Network partitions

The Berkeley DB replication implementation can be affected by network partitioning problems.

For example, consider a replication group with N members. The network partitions with the master on one side and more than N/2 of the sites on the other side. The sites on the side with the master will continue forward, and the master will continue to accept write queries for the databases. Unfortunately, the sites on the other side of the partition, realizing they no longer have a master, will hold an election. The election will succeed as there are more than N/2 of the total sites participating, and there will then be two masters for the replication group. Since both masters are potentially accepting write queries, the databases could diverge in incompatible ways.

If multiple masters are ever found to exist in a replication group, a master detecting the problem will return DB_REP_DUPMASTER. Replication Manager applications automatically handle duplicate master situations. If a Base API application sees this return, it should reconfigure itself as a client (by calling DB_ENV->rep_start()), and then call for an election (by calling DB_ENV->rep_elect()). The site that wins the election may be one of the two previous masters, or it may be another site entirely. Regardless, the winning system will bring all of the other systems into conformance.

As another example, consider a replication group with a master environment and two clients A and B, where client A may upgrade to master status and client B cannot. Then, assume client A is partitioned from the other two database environments, and it becomes out-of-date with respect to the master. Then, assume the master crashes and does not come back on-line. Subsequently, the network partition is restored, and clients A and B hold an election. As client B cannot win the election, client A will win by default, and in order to get back into sync with client B, possibly committed transactions on client B will be unrolled until the two sites can once again move forward together.
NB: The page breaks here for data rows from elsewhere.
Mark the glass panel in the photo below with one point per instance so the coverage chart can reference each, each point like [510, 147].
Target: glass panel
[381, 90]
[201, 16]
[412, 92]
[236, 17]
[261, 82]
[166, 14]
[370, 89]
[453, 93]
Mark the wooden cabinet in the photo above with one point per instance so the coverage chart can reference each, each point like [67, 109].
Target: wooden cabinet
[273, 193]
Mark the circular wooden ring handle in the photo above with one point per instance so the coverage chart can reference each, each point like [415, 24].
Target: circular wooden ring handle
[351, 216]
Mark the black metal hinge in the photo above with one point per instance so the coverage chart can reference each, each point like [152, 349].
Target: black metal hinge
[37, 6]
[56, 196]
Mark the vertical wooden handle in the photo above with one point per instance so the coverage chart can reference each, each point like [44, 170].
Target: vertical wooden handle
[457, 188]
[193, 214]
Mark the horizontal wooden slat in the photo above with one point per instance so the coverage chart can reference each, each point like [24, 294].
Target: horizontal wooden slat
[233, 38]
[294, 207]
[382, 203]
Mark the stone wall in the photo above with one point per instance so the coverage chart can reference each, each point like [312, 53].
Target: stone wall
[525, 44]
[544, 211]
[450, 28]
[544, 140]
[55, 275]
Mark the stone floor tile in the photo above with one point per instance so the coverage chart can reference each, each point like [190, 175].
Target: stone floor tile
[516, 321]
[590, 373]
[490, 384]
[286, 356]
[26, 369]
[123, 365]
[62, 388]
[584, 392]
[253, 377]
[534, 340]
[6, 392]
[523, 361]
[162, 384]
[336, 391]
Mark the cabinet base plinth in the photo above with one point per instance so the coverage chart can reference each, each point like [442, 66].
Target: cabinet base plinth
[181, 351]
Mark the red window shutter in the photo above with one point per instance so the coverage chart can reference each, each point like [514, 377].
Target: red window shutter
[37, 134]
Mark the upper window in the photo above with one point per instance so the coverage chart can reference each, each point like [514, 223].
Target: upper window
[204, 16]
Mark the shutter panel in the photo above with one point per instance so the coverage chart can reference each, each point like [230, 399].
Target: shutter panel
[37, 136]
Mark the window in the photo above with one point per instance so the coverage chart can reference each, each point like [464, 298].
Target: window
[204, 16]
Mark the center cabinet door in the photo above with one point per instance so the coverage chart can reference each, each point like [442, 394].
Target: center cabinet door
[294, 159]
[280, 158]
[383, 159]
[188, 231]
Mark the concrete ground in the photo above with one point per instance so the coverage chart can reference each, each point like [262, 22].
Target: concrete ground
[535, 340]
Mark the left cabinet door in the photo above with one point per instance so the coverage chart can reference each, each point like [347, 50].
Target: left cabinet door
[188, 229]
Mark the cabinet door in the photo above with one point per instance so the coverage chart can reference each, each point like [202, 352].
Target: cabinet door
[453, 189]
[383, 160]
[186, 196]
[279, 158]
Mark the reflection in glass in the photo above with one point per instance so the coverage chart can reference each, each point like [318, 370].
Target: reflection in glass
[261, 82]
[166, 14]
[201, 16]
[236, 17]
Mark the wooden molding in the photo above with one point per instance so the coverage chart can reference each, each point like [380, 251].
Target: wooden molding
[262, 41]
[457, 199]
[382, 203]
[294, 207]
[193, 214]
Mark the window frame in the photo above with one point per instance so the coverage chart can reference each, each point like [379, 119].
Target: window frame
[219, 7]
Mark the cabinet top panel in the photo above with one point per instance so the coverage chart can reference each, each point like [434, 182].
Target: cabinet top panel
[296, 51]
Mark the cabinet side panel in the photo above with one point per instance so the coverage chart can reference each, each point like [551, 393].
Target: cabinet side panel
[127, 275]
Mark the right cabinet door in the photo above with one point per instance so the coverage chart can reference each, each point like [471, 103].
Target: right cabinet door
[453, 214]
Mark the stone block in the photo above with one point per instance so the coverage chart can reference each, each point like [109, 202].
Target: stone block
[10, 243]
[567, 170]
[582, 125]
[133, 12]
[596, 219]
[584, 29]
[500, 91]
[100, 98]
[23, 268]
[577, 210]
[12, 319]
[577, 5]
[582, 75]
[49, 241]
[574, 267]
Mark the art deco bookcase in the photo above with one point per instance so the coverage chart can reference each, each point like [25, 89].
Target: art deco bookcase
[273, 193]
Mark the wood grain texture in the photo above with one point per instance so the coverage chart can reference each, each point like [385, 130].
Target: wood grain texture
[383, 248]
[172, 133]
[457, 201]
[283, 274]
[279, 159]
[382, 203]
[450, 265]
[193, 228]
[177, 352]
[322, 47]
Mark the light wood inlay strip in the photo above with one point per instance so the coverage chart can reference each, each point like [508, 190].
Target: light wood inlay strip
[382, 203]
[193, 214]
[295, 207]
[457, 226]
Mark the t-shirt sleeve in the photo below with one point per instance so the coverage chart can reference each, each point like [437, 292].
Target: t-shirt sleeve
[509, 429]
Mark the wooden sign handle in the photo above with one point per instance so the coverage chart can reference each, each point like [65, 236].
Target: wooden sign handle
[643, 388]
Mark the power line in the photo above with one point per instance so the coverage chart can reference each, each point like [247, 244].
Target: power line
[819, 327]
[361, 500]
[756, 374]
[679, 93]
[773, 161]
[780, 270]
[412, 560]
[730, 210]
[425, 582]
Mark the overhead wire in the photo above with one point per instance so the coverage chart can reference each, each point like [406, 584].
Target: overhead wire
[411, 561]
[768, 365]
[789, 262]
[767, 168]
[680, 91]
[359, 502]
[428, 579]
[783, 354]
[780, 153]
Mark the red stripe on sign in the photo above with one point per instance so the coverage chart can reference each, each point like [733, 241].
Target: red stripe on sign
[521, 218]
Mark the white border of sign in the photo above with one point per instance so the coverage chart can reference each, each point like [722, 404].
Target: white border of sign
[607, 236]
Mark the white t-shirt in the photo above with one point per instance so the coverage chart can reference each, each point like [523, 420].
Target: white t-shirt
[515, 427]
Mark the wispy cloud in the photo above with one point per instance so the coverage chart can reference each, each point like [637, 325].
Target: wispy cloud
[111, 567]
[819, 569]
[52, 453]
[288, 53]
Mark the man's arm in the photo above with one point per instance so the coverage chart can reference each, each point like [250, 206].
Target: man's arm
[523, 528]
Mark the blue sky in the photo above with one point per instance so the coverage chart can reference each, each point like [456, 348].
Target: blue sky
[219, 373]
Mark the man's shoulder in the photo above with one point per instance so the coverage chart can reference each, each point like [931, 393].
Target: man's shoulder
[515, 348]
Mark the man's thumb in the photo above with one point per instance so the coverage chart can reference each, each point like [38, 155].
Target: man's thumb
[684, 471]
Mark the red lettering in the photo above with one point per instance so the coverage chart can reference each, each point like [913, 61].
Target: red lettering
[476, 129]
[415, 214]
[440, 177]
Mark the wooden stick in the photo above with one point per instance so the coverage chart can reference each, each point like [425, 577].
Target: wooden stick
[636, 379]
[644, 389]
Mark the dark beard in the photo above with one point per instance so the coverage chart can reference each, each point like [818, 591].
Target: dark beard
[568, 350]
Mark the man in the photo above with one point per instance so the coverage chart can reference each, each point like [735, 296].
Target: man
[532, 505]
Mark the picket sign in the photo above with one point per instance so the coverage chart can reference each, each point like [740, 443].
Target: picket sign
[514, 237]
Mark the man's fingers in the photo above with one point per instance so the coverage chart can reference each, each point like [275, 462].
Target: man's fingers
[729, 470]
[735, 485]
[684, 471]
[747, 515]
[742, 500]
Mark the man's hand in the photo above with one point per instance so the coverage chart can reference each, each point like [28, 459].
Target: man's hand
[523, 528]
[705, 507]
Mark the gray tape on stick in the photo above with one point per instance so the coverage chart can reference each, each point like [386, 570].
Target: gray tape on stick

In both of these examples, there is a phase where a newly elected master brings the members of a replication group into conformance with itself so that it can start sending new information to them. This can result in the loss of information as previously committed transactions are unrolled.

In architectures where network partitions are an issue, applications may want to implement a heartbeat protocol to minimize the consequences of a bad network partition. As long as a master is able to contact at least half of the sites in the replication group, it is impossible for there to be two masters. If the master can no longer contact a sufficient number of systems, it should reconfigure itself as a client, and hold an election. Replication Manager does not currently implement such a feature, so this technique is only available to Base API applications.

There is another tool applications can use to minimize the damage in the case of a network partition. By specifying an nsites argument to DB_ENV->rep_elect() that is larger than the actual number of database environments in the replication group, Base API applications can keep systems from declaring themselves the master unless they can talk to a large percentage of the sites in the system. For example, if there are 20 database environments in the replication group, and an argument of 30 is specified to the DB_ENV->rep_elect() method, then a system will have to be able to talk to at least 16 of the sites to declare itself the master. Replication Manager automatically maintains the number of sites in the replication group, so this technique is only available to Base API applications.

Specifying a nsites argument to DB_ENV->rep_elect() that is smaller than the actual number of database environments in the replication group has its uses as well. For example, consider a replication group with 2 environments. If they are partitioned from each other, neither of the sites could ever get enough votes to become the master. A reasonable alternative would be to specify a nsites argument of 2 to one of the systems and a nsites argument of 1 to the other. That way, one of the systems could win elections even when partitioned, while the other one could not. This would allow one of the systems to continue accepting write queries after the partition.

In a two-site group, Replication Manager by default reacts to the loss of communication with the master by observing a strict majority rule that prevents the survivor from taking over. Thus it avoids multiple masters and the need to unroll some transactions if both sites are running but cannot communicate. But it does leave the group in a read-only state until both sites are available. If application availability while one site is down is a priority and it is acceptable to risk unrolling some transactions, there is a configuration option to turn off the strict majority rule and allow the surviving client to declare itself to be master. See the DB_ENV->rep_set_config() method DB_REPMGR_CONF_2SITE_STRICT flag for more information.

Preferred master mode is another alternative for two-site Replication Manager replication groups. It allows the survivor to take over after the loss of communication with the master. When communications are restored, it always preserves the transactions from the preferred master site. See Preferred master mode for more information.

These scenarios stress the importance of good network infrastructure in Berkeley DB replicated environments. When replicating database environments over sufficiently lossy networking, the best solution may well be to pick a single master, and only hold elections when human intervention has determined the selected master is unable to recover at all.